フィリプソン氏は、この点について、「確固たる文化的アイデンティティを身に付けていると考えられる成人の学習者に対する外国語としてのドイツ語教育にすら、こうした異論があるというのであれば、感受性の強い子供たちに一言語のみを用いて行う教育が壊滅的な結果をもたらしうることは想像に難くない」と論じています。
私も、中学校や高校での「オール・イングリッシュ」の方針は、「百害あって一利なし」に近いんじゃないかと思います。
中学、高校の英語の時間は、せいぜい週5時間程度でしょう。一年35週、一時間の授業が50分だとすると、英語の時間は、一年365日中、丸6日程度しかありません。学校教育の外国語学習など、時間的にみれば、たかが知れています。
丸6日程度のうち、英語の音に触れたり、英会話の練習をしたりする時間が授業内で少し増えたところで、たいして英会話がうまくなったりするものでもないでしょう。
それよりも、「オール・イングリッシュだから日本語禁止!」とか、「小学校から英語を学ばせなければ!」とか、「スーパーグローバル人材だ!」とか、「会議は英語でやるお!」とか、グローバル、グローバル、英語、英語と大人たちが叫んでいることの子どもに与える悪影響の方が心配になります。
このような状況は、子どもたちに、「英語や英語文化のほうが、日本語や日本文化よりも圧倒的にえらい」という見方をはからずも刷り込こんでいるのではないでしょうか。
以前のメルマガ記事でも書きましたが、日本の文教政策の短期的な目標の一つとして「英語力向上」というのがあってもいいとは思いますが、それが日本の教育政策の柱となってしまうのはまずいでしょう。
いくら日本人の英語力が向上したといっても、アメリカ人やイギリス人の英語力には適うわけありませんし、おそらく日常生活で英語を必要とするシンガポール人やインド人、フィリピン人にも勝てないでしょうから。
ですので、日本の政策目標としては、「たとえ英語ができなくても、豊かになれ、多様な機会が得られる国づくりを維持し徹底する」のほうがずっと望ましいでしょう。
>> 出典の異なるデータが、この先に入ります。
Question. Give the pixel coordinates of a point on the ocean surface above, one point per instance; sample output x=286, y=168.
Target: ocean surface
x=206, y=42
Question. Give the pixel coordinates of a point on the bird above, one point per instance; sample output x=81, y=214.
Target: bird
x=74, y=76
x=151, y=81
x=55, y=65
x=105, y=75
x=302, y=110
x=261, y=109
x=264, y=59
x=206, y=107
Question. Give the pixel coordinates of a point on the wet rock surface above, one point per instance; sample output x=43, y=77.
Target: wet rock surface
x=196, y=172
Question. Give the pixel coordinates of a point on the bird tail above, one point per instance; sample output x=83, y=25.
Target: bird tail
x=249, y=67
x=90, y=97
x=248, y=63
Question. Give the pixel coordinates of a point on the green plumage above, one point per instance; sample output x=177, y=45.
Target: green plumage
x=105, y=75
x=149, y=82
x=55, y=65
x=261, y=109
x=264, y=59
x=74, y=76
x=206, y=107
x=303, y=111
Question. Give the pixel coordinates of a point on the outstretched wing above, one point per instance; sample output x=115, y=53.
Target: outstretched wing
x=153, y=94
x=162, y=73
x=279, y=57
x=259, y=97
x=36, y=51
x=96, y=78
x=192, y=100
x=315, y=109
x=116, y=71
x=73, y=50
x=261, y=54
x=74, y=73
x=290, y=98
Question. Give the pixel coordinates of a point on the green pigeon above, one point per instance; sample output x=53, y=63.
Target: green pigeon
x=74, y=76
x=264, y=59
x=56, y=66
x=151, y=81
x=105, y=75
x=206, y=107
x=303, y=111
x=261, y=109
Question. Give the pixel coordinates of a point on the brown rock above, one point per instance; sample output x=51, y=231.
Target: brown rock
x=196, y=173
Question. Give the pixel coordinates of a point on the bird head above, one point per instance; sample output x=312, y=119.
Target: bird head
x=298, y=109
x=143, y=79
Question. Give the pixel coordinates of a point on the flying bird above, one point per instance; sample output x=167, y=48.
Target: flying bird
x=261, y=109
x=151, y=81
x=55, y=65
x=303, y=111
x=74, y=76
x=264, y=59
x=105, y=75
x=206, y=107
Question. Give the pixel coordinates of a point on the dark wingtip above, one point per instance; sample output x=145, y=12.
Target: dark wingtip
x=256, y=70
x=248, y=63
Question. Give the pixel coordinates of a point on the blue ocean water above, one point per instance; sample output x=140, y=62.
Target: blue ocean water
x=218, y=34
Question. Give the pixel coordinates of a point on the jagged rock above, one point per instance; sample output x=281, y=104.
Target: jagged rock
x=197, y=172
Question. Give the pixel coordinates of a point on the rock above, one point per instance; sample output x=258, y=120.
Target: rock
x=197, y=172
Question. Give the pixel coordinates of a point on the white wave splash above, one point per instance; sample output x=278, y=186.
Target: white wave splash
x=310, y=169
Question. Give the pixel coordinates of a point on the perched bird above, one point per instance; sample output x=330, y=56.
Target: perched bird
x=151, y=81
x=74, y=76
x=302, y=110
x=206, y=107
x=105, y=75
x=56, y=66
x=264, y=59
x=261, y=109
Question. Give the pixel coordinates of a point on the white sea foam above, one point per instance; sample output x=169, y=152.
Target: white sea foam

(また「英語による文化支配が事実上行われている世界の現状を長期的には是正し、公正化をはかる」という国際戦略も必須でしょう)。
文科省は、東京オリンピックが開かれる2020年をめどに英語力向上!と叫んでいますが、片言で英会話できる日本人が少々増えたところで別に外国の人はよろこばんでしょう。
それよりも、「日本人は英語がかなり下手だけど、街は豊かさにあふれ、清潔で、安全だ! そして人々は親切だ!『英語化=近代化』などではなかった」という当たり前の事実を外国の人々に認識して帰ってもらった方が今後の世界のためにずっといいように思います。